Anna Roosevelt (University of Illinois Chicago), in "THE HEART OF DARKNESS IS WHITE: The role of the NATO countries in the chaos and killings in Central Africa," presented a shocking litany of a very long history of intense, and often grotesque, Western interventions in the Congo and Rwanda, while also featuring some of her own investigative documentary research that uncovers and exposes the identity of a leading military intelligence agent behind numerous local plots. As I said in my discussion after these three papers, Anna Roosevelt does not write like any Roosevelt I know--and yes, she is related to all of the prominent Roosevelts that readers will know.

Briefly, in my discussant's remarks I said: 1) that I would like to see David Price theorize his work more, and that the case he features seems to contain a lot of ambiguities; 2) that Carole McGranahan ought to explain how an affective approach to some CIA agents can in any way become an anthropological theory of empire, and why in opposing herself to unnamed leftists, she creates the kind of binary that she disdains; and, 3) that Anna Roosevelt's work might be useful as part of a critical dialogue with "responsibility to protect" and other forms of "humanitarian interventionism" that call for foreign military intervention in the Congo--as if more such intervention will fix the problems caused by foreign military intervention in the first place.

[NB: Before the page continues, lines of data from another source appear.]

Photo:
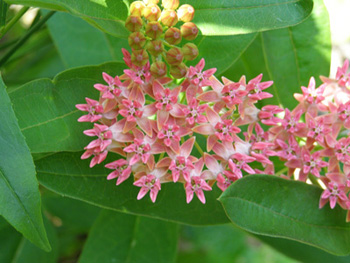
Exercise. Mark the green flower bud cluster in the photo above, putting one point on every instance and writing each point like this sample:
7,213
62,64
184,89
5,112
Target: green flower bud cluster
155,35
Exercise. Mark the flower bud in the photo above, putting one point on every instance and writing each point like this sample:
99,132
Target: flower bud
158,69
155,47
147,2
133,23
185,13
139,57
174,56
136,8
190,51
173,36
189,31
137,40
154,29
169,18
152,12
170,4
178,71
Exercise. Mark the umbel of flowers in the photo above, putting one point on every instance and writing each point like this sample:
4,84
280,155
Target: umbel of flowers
152,115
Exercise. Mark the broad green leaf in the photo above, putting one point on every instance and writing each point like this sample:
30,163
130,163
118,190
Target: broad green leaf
108,16
69,212
66,174
19,192
222,52
211,244
117,237
16,249
224,244
302,252
46,109
80,44
295,54
273,206
36,59
288,56
246,16
9,240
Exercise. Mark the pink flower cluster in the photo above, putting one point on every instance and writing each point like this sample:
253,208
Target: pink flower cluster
153,123
320,146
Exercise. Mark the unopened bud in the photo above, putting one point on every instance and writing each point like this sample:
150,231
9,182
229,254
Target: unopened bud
190,51
139,57
155,47
152,12
185,13
169,18
147,2
158,69
137,40
189,31
170,4
133,23
174,56
136,8
154,29
173,36
178,71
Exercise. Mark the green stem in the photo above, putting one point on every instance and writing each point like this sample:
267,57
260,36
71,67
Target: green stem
24,38
13,21
198,148
3,11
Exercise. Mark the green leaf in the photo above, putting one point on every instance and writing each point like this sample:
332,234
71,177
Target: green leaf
295,54
117,237
19,192
273,206
288,56
36,59
80,44
211,244
46,109
302,252
222,52
16,249
69,212
246,16
66,174
108,16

One productive coincidence came when both Roberto González and I discussed various research methods for gaining information about military and intelligence agencies. I listed documentary research (such as Price using Freedom of Information Access); interviews and participation in public events; the role of deception as in covert ethnographic research to penetrate state agencies; the use of leaks; and, antagonism. In his excellent presentation, "Methodological Notes on Researching Military and Intelligence Programs," Roberto J. González (San Jose State University), spoke of documents, followed by interviews (with public writing about the contents of documents prompting some from the military and intelligence communities to come forward), and self-analysis (which, in part, involves reflecting on reactions to one's research). Interestingly, a former geospatial intelligence agent on the panel, Nate Keuter, said that he saw the work being done by González as similar to that of an intelligence analyst--and this tied in with his own presentation that argued we could look at the CIA as a research organization (except it's one that kills).

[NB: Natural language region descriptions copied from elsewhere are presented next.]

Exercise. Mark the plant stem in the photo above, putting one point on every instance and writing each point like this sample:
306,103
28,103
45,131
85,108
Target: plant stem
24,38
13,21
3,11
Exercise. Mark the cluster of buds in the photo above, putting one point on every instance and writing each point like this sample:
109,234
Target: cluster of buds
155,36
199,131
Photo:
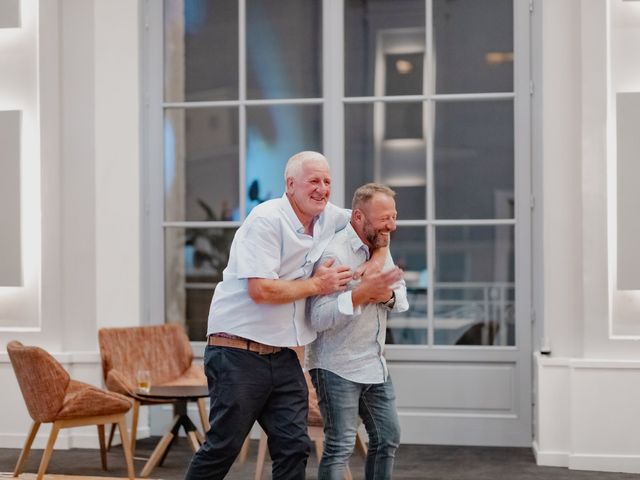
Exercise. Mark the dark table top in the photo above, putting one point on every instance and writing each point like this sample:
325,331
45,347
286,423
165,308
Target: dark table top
177,392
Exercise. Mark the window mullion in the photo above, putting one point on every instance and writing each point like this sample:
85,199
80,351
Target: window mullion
429,121
242,113
333,86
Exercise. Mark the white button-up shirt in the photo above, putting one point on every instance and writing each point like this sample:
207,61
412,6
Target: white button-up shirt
271,244
350,341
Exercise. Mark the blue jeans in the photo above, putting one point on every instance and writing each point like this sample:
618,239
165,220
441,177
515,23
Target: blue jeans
341,402
244,387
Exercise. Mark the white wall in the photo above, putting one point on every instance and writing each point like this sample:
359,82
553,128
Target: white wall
588,388
77,80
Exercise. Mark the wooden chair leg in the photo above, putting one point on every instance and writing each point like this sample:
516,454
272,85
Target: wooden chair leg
347,474
202,410
46,456
262,454
26,449
103,447
112,431
134,426
318,444
128,455
361,445
244,451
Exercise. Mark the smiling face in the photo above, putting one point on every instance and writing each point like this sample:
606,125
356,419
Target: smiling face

An exceptional paper, with a long-term view of anthropological research of secrets going back to James Mooney and Franz Boas, my favourite passage in González's paper came toward the end when he explained, ever so politely, that, "...this kind of anthropology often requires the use of theoretical concepts or hypotheses to make sense of certain phenomena. An example of this might be the use of the Whorf-Sapir hypothesis, which can help explain how terms like human terrain lead to the treatment of humans as dirt (or at best, as territory to be conquered) by those who have uncritically adopted the phrase." I believe that it was on this note that HTS' Christopher King, whose presence was indirectly noted by González in his talk, left the room.